Also, the assumption that all the onshore work will be done by newly hired internal employees may not be the right one to make; customers almost always leverage contractors and existing employees. For the former, use the relevant contractor rates that are likely to get negotiated and the appropriate loading factor (you don't pay pensions, holiday allowances, and so on to them). For the latter, consider if they can be treated differently: it could be a sunk cost for a period of time or a partially apportioned cost.
Finally, internal employee costs are excessively padded by something called "an overloading factor" to account for pensions, holidays, desk space, corporate overheads, and other factors. A figure of anywhere between 20 percent and 50 percent is normally used here -- choose the figure that reflects reality, and take into account that you can't recover any of those costs anyway.
The straightforward costs are fairly easy to see -- costs related to personnel, communications, IT infrastructure, and tools and licences -- although sometimes the uplift required for converting single-site to multi-site licences can be hidden.
Many cost elements are not obvious. In their article Hidden Costs Impact Value in Outsourcing, authors Whitfield and Joslin state that potential outsourcers in all industries commonly assume that outsourcing can be plug and play, that the company will only have to absorb limited up-front costs before large savings can be realized, and that offshoring for labour arbitrage will ensure more than 60 percent cost savings.
In reality, 10 percent to 15 percent savings are more realistic for highly commoditized service areas, and 40 percent to 50 percent savings can be achieved only in optimal circumstances.
Travel of a customer's onshore staff first comes to mind as a hidden expense: a leading European software provider indicated that it takes 40 trips per annum to manage its offshore product testing program.
Equaterra, an outsourcing consultancy , points out a couple of interesting examples of hidden costs. One is the hidden cost of work retained onshore, internally. One retailer had outsourced the work of 1,100 employees, but held onto 50 percent of the work for 200 of those employees. As a result, the company overstated its business case by $24M (£15M).
Another overlooked expenditure is the hidden cost of internal, transitional headcount. Companies usually don't account for the costs of employees who help in the transition. For example, one pharmaceutical company kept about 20 percent of its staff for six months after the go-live date, which added $1.5M (£950,000) in cost. Over ambitious headcount estimates can cut projected savings by between 10 percent and 20 percent.
Other examples of hidden costs are set-up (initial knowledge transfer, training, retraining, for example) and managing the offshore outsourcing engagement (governance system, additional personnel, management time). A McKinsey study suggests a figure of 10 percent for additional transactional costs and 10 percent for additional monitoring costs, though particular cost elements were not specified.

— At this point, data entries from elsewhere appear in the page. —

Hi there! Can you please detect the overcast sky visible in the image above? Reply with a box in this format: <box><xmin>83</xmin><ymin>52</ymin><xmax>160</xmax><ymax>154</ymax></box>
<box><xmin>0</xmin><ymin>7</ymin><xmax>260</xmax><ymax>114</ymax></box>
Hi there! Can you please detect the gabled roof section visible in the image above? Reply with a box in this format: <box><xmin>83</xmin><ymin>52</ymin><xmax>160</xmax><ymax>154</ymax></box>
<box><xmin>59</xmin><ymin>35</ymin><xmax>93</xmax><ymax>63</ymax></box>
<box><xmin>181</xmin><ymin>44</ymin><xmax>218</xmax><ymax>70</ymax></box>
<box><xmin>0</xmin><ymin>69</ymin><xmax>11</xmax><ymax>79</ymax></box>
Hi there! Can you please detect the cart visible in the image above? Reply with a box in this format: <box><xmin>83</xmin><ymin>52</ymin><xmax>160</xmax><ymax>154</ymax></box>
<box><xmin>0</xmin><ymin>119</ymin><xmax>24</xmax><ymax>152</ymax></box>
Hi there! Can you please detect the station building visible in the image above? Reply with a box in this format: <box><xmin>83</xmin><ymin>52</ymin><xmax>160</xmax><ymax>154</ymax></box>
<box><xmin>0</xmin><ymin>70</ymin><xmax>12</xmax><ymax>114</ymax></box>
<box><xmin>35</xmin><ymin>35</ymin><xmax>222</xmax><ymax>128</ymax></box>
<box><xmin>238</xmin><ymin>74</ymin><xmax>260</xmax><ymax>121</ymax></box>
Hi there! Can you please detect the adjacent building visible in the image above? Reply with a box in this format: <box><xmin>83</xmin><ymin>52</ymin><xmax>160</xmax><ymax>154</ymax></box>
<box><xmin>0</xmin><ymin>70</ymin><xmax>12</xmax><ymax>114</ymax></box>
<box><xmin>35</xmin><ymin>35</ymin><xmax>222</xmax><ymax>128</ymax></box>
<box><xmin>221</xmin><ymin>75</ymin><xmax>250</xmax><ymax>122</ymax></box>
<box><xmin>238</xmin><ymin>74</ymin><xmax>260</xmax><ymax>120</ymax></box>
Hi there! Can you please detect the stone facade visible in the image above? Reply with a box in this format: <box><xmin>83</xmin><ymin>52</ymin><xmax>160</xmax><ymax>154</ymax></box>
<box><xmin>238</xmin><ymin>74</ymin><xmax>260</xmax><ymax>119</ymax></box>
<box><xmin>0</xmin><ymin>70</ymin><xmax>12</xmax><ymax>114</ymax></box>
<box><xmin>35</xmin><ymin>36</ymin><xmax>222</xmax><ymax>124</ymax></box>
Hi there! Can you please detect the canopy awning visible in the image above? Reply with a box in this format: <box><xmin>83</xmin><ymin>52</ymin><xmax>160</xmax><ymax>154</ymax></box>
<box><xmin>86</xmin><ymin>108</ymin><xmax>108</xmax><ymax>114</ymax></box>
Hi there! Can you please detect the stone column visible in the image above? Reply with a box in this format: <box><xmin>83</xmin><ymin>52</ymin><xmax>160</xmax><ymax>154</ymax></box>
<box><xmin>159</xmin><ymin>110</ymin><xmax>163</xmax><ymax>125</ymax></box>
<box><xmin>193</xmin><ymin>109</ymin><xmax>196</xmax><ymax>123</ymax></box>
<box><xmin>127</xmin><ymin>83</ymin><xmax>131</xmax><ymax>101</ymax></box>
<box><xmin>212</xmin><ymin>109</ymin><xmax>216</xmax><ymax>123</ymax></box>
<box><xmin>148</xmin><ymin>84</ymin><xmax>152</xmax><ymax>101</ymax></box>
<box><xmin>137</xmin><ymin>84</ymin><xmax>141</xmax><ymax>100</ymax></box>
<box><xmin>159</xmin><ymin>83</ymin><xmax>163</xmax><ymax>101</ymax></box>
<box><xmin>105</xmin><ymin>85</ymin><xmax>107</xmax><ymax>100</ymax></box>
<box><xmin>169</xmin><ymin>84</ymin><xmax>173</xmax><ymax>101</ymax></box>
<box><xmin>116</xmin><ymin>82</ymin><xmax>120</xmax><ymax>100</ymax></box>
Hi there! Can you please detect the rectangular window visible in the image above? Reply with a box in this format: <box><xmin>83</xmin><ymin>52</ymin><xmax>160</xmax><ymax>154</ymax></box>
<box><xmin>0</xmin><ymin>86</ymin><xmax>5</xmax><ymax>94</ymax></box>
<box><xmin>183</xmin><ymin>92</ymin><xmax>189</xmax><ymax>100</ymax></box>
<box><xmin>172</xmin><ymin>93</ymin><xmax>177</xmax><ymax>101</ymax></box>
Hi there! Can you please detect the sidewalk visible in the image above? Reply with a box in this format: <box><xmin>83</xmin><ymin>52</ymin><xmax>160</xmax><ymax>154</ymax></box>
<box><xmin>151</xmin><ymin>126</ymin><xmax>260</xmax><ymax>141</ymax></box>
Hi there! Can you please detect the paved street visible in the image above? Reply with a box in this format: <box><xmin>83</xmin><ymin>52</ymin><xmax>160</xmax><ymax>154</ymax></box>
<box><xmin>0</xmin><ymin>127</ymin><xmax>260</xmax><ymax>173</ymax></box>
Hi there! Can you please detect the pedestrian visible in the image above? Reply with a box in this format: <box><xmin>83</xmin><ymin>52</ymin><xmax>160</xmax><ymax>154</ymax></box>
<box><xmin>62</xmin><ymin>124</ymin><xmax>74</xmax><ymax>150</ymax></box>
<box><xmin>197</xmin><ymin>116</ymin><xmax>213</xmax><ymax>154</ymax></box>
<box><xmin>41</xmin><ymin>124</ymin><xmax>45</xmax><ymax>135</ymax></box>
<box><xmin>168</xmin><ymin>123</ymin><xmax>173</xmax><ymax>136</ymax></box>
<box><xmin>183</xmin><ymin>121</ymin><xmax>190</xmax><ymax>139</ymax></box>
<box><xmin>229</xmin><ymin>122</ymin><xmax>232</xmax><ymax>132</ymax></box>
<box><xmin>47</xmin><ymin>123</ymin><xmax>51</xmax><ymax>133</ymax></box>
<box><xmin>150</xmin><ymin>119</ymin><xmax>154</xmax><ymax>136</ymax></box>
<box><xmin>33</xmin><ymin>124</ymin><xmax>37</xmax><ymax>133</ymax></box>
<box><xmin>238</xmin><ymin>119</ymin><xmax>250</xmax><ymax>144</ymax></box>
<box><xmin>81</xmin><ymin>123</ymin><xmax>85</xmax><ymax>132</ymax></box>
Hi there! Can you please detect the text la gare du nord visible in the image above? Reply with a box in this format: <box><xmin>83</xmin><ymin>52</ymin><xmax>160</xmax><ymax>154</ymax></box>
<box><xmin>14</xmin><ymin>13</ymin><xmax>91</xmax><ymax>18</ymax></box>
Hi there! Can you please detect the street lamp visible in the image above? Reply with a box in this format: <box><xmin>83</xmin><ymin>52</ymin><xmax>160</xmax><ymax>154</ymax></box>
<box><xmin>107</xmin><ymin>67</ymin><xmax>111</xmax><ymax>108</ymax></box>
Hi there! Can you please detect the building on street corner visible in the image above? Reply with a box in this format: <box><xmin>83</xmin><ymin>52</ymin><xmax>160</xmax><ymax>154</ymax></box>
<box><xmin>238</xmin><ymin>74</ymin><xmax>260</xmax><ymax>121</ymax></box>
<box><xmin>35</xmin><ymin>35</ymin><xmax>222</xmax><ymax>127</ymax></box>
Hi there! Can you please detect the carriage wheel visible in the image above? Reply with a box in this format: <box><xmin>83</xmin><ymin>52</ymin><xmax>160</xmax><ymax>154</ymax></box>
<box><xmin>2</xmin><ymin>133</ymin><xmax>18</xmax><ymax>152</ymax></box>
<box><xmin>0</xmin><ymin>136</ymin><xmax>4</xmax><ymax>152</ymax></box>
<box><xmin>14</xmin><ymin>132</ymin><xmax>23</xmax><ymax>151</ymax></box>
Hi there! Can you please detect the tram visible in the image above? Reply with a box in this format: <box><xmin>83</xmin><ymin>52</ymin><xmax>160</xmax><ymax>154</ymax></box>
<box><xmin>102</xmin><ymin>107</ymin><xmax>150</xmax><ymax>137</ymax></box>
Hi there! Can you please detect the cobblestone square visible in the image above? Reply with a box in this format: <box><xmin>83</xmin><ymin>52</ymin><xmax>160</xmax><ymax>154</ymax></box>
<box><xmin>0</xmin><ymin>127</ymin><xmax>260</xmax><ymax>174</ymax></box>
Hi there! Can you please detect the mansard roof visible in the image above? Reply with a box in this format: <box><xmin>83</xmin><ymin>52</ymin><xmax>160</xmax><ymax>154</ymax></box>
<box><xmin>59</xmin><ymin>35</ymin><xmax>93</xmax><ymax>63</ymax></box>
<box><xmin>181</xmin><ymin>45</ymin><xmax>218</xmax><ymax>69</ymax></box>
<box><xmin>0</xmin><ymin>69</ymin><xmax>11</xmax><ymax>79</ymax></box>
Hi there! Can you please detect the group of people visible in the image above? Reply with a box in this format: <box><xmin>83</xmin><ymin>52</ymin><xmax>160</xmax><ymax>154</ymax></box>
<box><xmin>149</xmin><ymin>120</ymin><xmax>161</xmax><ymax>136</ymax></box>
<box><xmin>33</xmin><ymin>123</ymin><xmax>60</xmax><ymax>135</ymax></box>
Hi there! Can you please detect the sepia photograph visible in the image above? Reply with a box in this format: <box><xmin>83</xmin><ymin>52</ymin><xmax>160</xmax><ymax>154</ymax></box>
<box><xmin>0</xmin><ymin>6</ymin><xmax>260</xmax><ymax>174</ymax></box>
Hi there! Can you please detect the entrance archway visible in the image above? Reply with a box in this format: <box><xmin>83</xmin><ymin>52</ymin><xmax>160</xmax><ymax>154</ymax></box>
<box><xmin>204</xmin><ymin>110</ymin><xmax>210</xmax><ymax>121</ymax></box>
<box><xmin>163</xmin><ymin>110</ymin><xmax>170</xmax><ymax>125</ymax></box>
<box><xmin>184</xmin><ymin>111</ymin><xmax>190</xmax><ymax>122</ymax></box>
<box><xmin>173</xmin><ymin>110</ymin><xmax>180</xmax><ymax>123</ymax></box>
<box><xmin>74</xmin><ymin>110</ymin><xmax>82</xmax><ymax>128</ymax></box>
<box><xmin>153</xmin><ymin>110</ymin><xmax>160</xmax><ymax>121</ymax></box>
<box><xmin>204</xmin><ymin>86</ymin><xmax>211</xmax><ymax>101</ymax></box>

A recent white paper by a leading offshore outsourcer in collaboration with a top-tier industry analyst reported that their return-on-outsourcing model takes into account benefits from cost savings, efficiency gains, and revenue improvement. But the bulk of the benefit actually comes from revenue improvement rather than tangible cost savings.
Assumptions on revenue impact are open to theoretical debate and as a result are seldom evidenced in financial statements. It's not that there is no revenue impact for offshore outsourcing, but customers should make the distinction between what benefits will actually hit the books versus benefits that are more theoretical in nature.
Statistics can prove just about anything. You need to exercise diligence and your own prudent judgment in the quantification process, otherwise you will end up building unrealistic, unseen, and unfeasible expectations of business value from offshore outsourcing.